ONE SWALLOW does not make a summer, any more than a two-percentage-point lift in the latest One News Colmar-Brunton poll amounts to a massive political vindication. What Labour’s marginal rise in popularity does signal, however, is some very unhelpful news for some very unhelpful people.
Why do I say that? Because the furore over Willie Jackson’s return to the Labour Party can now be put in its more immediate context.
Before exploring that context, however, a word or two about polling.
Both of the major political parties have their own “internal” pollsters (David Farrar and Curia Research in the case of National, Stephen Mills and UMR for Labour) and both know when their researchers are in the field. Indeed, they often time their public policy pronouncements to coincide with such polling.
For very similar reasons most senior political operatives and public relations mavens also like to know when media-commissioned agencies like Colmar Brunton are on the job and when their results will be published.
In a society as small as New Zealand, acquiring such intelligence is relatively straightforward. Most of the people who believe they need to know, know someone who really does know when a poll is about to get underway.
The fieldwork for the Colmar Brunton poll that was broadcast on One News on Sunday, 19 February, was conducted between 11 and 15 February 2017.
This is significant, because in the week prior to the survey the Labour leader, Andrew Little, found himself under vicious attack from persons (including Poto Williams, the Labour MP for Christchurch East) opposed to Labour’s strategic recruitment of the broadcaster, community organiser, and former Alliance MP, Willie Jackson.
That Williams consulted a Christchurch public relations firm, Inform PR, to shape her criticism of Little, and to assist her in distributing the resulting statement to selected political journalists, prior to posting it on her Facebook page, struck many observers as odd. Now that we know Colmar Brunton was scheduled to be in the field by the end of the week, William’s behaviour appears much less so.
The same applies to the letter of protest posted on Facebook by members of Labour’s youth wing – Young Labour. Like William’s media statement, this document attracted considerable media attention throughout the week, especially after two former Labour MPs, Maryan Street and Marian Hobbs, added their signatures to the document.
Throughout the week Little was required to endure the less-than-friendly attentions of the parliamentary press gallery, as well as a succession of highly critical opinion pieces questioning his political judgement and challenging his commitment to Labour’s quest for gender parity.
By the end of the week, the proprietor of the POLITIK blog, Richard Harman, was reporting that:
“The events last week [5-11 February] seem to be connected to what has been what one senior party source described as a ‘parallel universe’ of discontented party activists who have been active on the left-wing blog ‘The Standard’ and who also organised to promote candidates for office within the party.”

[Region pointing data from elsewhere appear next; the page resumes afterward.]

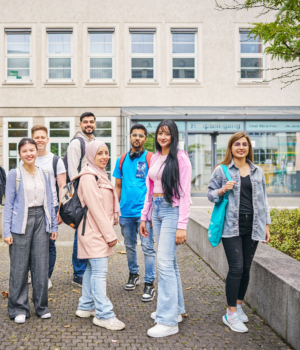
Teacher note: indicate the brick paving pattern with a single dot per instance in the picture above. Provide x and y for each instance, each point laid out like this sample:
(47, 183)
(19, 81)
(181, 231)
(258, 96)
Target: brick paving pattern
(201, 329)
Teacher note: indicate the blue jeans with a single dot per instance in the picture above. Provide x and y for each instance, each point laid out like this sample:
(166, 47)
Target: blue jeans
(170, 301)
(79, 265)
(94, 289)
(130, 227)
(52, 252)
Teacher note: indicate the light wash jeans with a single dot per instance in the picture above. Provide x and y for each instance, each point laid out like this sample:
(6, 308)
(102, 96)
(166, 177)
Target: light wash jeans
(130, 228)
(94, 289)
(170, 301)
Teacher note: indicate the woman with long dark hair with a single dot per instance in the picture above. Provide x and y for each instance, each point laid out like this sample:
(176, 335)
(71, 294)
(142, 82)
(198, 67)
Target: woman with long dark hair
(29, 218)
(246, 221)
(168, 196)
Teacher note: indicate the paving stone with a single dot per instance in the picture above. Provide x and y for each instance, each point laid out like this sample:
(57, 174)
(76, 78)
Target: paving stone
(202, 329)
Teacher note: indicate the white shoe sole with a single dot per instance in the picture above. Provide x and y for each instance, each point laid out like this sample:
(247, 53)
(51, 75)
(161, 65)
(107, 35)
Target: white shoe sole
(162, 335)
(148, 299)
(103, 324)
(133, 287)
(85, 314)
(233, 329)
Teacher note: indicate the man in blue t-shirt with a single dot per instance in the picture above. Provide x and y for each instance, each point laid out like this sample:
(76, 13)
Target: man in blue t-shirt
(130, 172)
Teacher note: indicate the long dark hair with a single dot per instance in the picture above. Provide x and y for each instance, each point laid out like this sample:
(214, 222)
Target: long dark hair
(170, 177)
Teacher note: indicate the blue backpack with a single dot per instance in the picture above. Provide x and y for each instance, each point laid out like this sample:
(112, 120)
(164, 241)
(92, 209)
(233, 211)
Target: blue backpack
(215, 228)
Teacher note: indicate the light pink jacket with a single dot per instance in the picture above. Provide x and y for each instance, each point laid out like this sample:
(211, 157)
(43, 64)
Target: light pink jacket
(185, 175)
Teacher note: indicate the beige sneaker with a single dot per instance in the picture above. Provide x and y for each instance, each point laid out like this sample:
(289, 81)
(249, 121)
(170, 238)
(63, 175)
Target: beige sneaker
(112, 323)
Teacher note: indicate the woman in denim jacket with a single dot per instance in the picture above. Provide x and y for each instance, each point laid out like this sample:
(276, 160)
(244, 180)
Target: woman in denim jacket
(29, 218)
(246, 221)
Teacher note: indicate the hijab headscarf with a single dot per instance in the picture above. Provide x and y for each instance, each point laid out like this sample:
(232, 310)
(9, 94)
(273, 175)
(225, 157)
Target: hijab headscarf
(90, 153)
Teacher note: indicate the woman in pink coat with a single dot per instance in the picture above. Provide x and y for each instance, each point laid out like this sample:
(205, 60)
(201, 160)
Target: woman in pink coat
(98, 194)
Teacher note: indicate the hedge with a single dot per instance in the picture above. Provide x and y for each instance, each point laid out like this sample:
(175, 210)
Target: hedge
(285, 231)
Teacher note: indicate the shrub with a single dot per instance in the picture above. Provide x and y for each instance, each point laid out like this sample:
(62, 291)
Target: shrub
(285, 231)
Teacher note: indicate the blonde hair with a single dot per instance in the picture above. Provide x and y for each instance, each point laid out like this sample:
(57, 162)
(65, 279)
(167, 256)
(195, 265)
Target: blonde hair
(38, 127)
(228, 156)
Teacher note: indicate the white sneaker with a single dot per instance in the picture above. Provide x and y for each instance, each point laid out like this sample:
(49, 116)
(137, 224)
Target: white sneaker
(179, 317)
(161, 330)
(85, 314)
(112, 323)
(49, 284)
(234, 323)
(243, 317)
(20, 319)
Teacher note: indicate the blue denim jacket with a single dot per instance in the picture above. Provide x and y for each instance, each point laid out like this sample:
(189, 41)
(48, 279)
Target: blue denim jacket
(15, 218)
(261, 215)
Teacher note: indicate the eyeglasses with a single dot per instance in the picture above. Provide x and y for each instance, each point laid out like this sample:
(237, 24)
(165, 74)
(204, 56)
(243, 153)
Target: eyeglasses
(141, 136)
(239, 144)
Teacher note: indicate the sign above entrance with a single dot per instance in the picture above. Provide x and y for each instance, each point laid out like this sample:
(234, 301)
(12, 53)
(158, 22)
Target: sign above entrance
(215, 126)
(273, 126)
(151, 126)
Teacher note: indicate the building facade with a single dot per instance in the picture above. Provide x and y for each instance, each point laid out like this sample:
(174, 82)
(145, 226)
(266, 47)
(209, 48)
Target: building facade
(129, 61)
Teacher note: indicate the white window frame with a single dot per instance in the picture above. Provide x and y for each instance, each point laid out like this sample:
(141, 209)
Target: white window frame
(66, 31)
(185, 55)
(60, 140)
(112, 140)
(7, 139)
(110, 55)
(7, 55)
(139, 55)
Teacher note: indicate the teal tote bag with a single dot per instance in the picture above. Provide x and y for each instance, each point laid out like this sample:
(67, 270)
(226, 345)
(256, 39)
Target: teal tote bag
(215, 228)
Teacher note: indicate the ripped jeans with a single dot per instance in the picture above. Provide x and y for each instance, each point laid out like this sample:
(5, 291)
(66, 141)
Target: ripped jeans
(239, 251)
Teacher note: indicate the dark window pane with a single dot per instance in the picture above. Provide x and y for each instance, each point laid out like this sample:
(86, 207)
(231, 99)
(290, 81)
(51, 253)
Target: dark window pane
(54, 148)
(12, 163)
(17, 133)
(102, 133)
(59, 125)
(103, 125)
(18, 125)
(59, 133)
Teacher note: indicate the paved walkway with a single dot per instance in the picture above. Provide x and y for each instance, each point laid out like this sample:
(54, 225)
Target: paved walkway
(201, 329)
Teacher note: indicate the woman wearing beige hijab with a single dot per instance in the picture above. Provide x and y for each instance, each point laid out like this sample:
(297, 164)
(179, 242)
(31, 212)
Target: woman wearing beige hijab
(98, 194)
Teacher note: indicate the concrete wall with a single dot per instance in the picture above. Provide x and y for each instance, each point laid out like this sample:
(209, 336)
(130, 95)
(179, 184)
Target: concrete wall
(274, 288)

It is, therefore, very tempting to see, with the benefit of hindsight, the timing of the criticism of Little’s recruitment of Jackson as something more than coincidental. If Harman’s “discontented party activists” had prior knowledge of when the Colmar Brunton survey would be in the field, it is not difficult to fathom why they might be tempted to seize upon the opportunity to put a spanner in the Leader’s works.
Clearly, there are many in Labour’s ranks who do not like the idea of the party once again becoming a “broad church”. How better to prove the unwisdom of Little’s policy than to orchestrate a week-long outpouring of protest against the Jackson recruitment, culminating in a falling-off in support for Labour – and Little – as measured in the oh-so-conveniently scheduled Colmar Brunton survey?
Except, of course, the campaign failed to achieve its objective. Far from registering a falling-off of support for Labour, the poll revealed a small, but very welcome, rise in support. At last, Labour was back in the 30s – an important morale-boost for both the caucus and the wider party. The recruitment of Jackson and the selection of the former Police Association President, Greg O’Connor, had produced precisely the effect which Little and his team had be working for.
The question that cannot be avoided, however, is as straightforward as it is disconcerting: How many more percentage points might Labour have advanced in the Colmar Brunton poll had “discontented party activists” not spent the week prior to its execution demonstrating rank disunity and ideological extremism?